Senin, 23 Juni 2008

Bridge To Terabithia

Bridge to Terabithia adalah film karya Walt Disney Pictures yang sebenarnya dikhususkan buat anak-anak. Namun, sebagian filmnya disisipkan kisah dan pesan filosofis tersendiri tanpa nada menggurui dan enak juga ditonton untuk semua kalangan. Alkisah, Jess anak lelaki satu-satunya dalam sebuah keluarga. Ia digambarkan pendiam, selalu diganggu teman-temannya, dimarahi orang tuanya, sedikit pemarah, namun suka menggambar. Suatu hari, sekolah mereka kedatangan murid cantik bernama Leslie Burke yang cerdas, atraktif, serba bisa, dan imajinatif.

Mereka berdua berkawan akrab terlebih karena Leslie ternyata menjadi tetangga baru Jess. Berpetualang di daerah hutan, mereka menemukan dunianya sendiri dalam bermain, mencipta karakter-karakter tertentu, dan menamakan wilayah mereka sebagai Terabithia. Inti cerita ini sebenarnya simpel, namun dideskripsikan panjang dan bertele-tele. Pada menit awal, saya belum mampu menduga akhir cerita ini. Baru ketika menginjak akhir, saya tahu ada beberapa hal yang bisa dipetik, antara lain tentang persahabatan dan pesan “Janganlah takut untuk mencipta imajinasimu dengan membiarkan pikiranmu terbuka”.

Menonton film ini, ingatan saya melambung pada masa kecil dimana juga memiliki teman-teman sepermainan yang juga mencipta visual imajinatif yang terkadang berlebihan. Maklum, sebagai penyuka komik, cerita anak-anak, dan novel, imajinasi saya bahkan tiba pada satu titik yang tidak terduga sebelumnya. Anehnya, seringkali imajinasi saya gunakan dalam mencipta hubungan-hubungan parallel antara komunikasi dengan kawan, guru, menghafal pelajaran, bahkan melakukan aktivitas lainnya. Kok jadi ngomongin diri sendiri?

Aha, Leslie tampil begitu menggemaskan, mengagumkan, dan mencipta sensasi tersendiri. Memandangnya, mendadak saya ingat pada wajah Keira Knightley sewaktu kecilnya, mirip sekali, bahkan juga sifat-sifatnya. Apa mereka bersaudara? I dunno well, sayang sekali kelincahannya ditutup secara dramatis, tragis sekaligus ironis. Dia meninggal dalam permainan, sementara Jess pergi ke museum. Anehnya, saya juga merasakan kehilangannya sebagai teman secara mendadak. Entah, sensasi apa ini. Apakah ini isyarat bahwa saya juga ditinggal pergi?

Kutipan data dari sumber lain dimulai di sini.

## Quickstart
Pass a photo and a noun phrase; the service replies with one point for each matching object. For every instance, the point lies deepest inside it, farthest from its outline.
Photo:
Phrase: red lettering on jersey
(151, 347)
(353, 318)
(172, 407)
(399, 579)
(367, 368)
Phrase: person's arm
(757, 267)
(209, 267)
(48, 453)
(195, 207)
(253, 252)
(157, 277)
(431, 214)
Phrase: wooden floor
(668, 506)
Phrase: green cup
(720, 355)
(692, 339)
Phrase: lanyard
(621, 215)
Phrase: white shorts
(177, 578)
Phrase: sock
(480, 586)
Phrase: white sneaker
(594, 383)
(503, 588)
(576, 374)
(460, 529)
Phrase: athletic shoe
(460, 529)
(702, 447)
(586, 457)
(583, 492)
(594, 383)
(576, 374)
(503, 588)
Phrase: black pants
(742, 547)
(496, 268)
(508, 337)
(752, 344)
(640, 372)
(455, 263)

Walah-walah, sebuah persahabatan yang indah akhirnya ditutup secara mengenaskan. Bayangan saya, mungkin sekali film ini ingin menegaskan, khususnya pada anak-anak bahwa kematian sahabat bukanlah kesalahan kita sendiri. Melainkan, sudah seharusnya ia pergi. Kepergian mereka merupakan suatu takdir yang harus diterima. Dan, meskipun mereka telah tiada namun kenangan-kenangannya tidak akan pupus ditelan waktu.

Oke, terkait dengan nilai filosofis, ada beberapa yang terlontar dari Leslie, seperti biarkan pikiranmu terbuka. Namun, ada juga yang terkesan dangkal. Seperti halnya sewaktu mereka berbincang tentang alkitab, yesus, dan neraka. Penolakan Leslie akan nilai alkitab dan neraka sebenarnya bisa memancing diskusi lebih lanjut. Namun, perbincangan ini terputus begitu saja tanpa ada kelanjutan. Lebih baik jika ditiadakan saja seharusnya.